Gerald Groff was once an employee of a large organization, which expanded its weekly hours to include Sunday shifts. Gerald did not wish to work on Sunday due to religious reasons, so he asked for an accommodation – ultimately, he was rejected. He filed a lawsuit, and according to Christian legal organization, First Liberty, “The Court held that federal law requires workplaces to accommodate their religious employees unless doing so would cause significant difficulty or expense on the business,” adding, “This decision means that more employers will be legally required to respect their religious employees by granting them accommodations.” The ruling affects companies with 15+ employees.
This court decision represents another positive development for religious freedom in the workplace, an important area, especially in corporate cultures that do not welcome faith perspectives and even where Christians might feel ostracized.
I spoke with Jeremy Tedesco of Alliance Defending Freedom at the recent National Religious Broadcasters Convention in Orlando, who oversees ADF’s Viewpoint Diversity Score, which released its second annual Business Index in May. The ADF website notes:
The Business Index is the first comprehensive benchmark designed to measure corporate respect for free speech and religious freedom. It scored 75 publicly traded corporations in its year-two edition across forty-two performance indicators.
The site states: “Eight companies increased their scores year-over-year,” but, “only two scored over 25% out of 100% possible in their respect for speech and religion. That means millions of everyday Americans are at risk of cancelation or punishment for their views.”
Recently, a conference called the Faith@Work Conference was sponsored by an organization called the Religious Freedom & Business Foundation. According to a Religion News article, Foundation President Brian Grim “said its conference drew more than 250 people, with 50 companies represented — more than half of them Fortune 500 firms…”
The article referred to faith-based small groups, called, “employee resource groups,” or ERG’s. It says: “The conference brought together Christian chaplain networks, human resources staffers and members of ERGs that can include people of faith and no faith.”
Religion News noted:
In a breakout session, Mark Whitacre, an executive at Coca-Cola Consolidated, touted the hundreds of people who annually had become new or recommitted Christians after meeting with corporate chaplains or attending prayer groups at the bottler’s distribution and production sites.
In an interview, Whitacre said that he usually attends conferences of Christian groups focused on religious inclusion in the workplace. But he also appreciates the range of perspectives expressed at the Faith@Work gatherings.
Another conference speaker was Tim Schabel of AZZ, described as a “metal-coating company.” According to the article, “he said the use of spiritual advisers from the Marketplace Chaplains organization was ‘one of the biggest tools in the toolbox’ to help employees when they needed a listening ear, including during the pandemic.”
Union University, a Southern Baptist-affiliated school in Jackson, TN, held a Faith in the Marketplace conference recently, according to the school’s website, which featured another representative from Coca-Cola Consolidated: CEO, Frank Harrison. The site related:
Soon after coming into leadership at Coca-Cola Consolidated, Harrison realized that he would one day be held accountable for the influence that the company has had for God.
As he began to pray about this legacy, a man mentioned the influence of chaplain ministries within secular workplaces. After this, Harrison placed the company’s first chaplain at a plant in Nashville, and he soon realized the great benefit of these chaplain ministries.
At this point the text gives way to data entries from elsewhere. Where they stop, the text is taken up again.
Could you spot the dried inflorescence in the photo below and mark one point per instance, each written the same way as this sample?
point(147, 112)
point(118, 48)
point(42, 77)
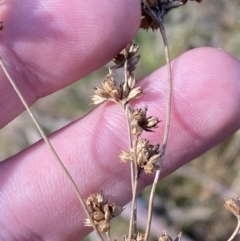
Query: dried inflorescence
point(101, 211)
point(1, 25)
point(119, 93)
point(124, 92)
point(233, 205)
point(139, 121)
point(140, 237)
point(147, 156)
point(159, 8)
point(142, 155)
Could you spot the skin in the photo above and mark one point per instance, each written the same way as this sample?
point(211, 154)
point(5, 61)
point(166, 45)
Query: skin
point(48, 45)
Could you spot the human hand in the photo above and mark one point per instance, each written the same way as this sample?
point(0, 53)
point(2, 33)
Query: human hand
point(47, 45)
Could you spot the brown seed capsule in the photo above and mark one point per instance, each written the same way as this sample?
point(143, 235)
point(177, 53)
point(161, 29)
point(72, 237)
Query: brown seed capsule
point(233, 205)
point(164, 237)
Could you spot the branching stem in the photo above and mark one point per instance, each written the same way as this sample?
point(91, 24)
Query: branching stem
point(168, 116)
point(236, 231)
point(57, 158)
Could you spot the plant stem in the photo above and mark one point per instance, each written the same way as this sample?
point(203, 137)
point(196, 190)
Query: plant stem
point(128, 115)
point(57, 158)
point(168, 116)
point(236, 231)
point(133, 215)
point(108, 236)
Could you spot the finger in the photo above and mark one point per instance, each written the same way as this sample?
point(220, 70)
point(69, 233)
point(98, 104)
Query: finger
point(37, 200)
point(48, 45)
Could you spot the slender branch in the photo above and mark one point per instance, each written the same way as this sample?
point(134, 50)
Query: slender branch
point(133, 215)
point(108, 236)
point(64, 169)
point(127, 113)
point(236, 231)
point(168, 116)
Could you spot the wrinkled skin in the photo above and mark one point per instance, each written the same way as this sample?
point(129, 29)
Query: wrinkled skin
point(48, 45)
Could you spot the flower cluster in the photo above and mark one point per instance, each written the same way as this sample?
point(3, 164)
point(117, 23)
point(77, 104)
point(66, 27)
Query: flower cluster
point(140, 121)
point(112, 91)
point(124, 92)
point(101, 211)
point(233, 205)
point(158, 8)
point(146, 156)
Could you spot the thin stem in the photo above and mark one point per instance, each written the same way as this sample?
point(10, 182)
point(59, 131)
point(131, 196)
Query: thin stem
point(127, 113)
point(236, 231)
point(64, 169)
point(168, 116)
point(133, 215)
point(108, 236)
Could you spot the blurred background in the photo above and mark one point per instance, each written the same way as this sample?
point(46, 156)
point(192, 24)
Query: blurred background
point(192, 198)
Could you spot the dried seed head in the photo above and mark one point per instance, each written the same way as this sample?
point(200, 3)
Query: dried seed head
point(146, 155)
point(1, 25)
point(164, 237)
point(128, 55)
point(140, 237)
point(140, 122)
point(233, 205)
point(159, 8)
point(110, 91)
point(101, 211)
“A few months later, we got a call from our HR people that said, ‘Frank it’s incredible what’s happening here,’” Harrison said. “Today, we have about 80 chaplains working with 17,000 employees and their family members.”
The article says, “Harrison finished the lecture by describing the purpose statement of Coca-Cola Consolidated, which states its purpose is to honor God in all they do, to serve others, to pursue excellence and to grow profitably.”
This topic area provides reminders; one is: as you sow, you shall reap – business leaders should care not only about profitable companies, but profitable lives of their employees. Unfortunately, we live in an age where those who want to integrate faith into their life and work, specifically Christians, may find their expressions of faith limited, while points of view that are offensive to that faith perspective are championed.
Faith ideally should be a key element of workplace culture – companies should reinforce employees who desire to glorify God; employees who will put Him first, put others (customers) first, do their work with excellence (as unto the Lord), and are concerned about being morally upright. If a Christian is living according to the principles of the Scriptures, who wouldn’t want that type of employee? It’s important to recognize that the faith piece has many benefits, because it is related to a person’s core beliefs, purpose, and performance.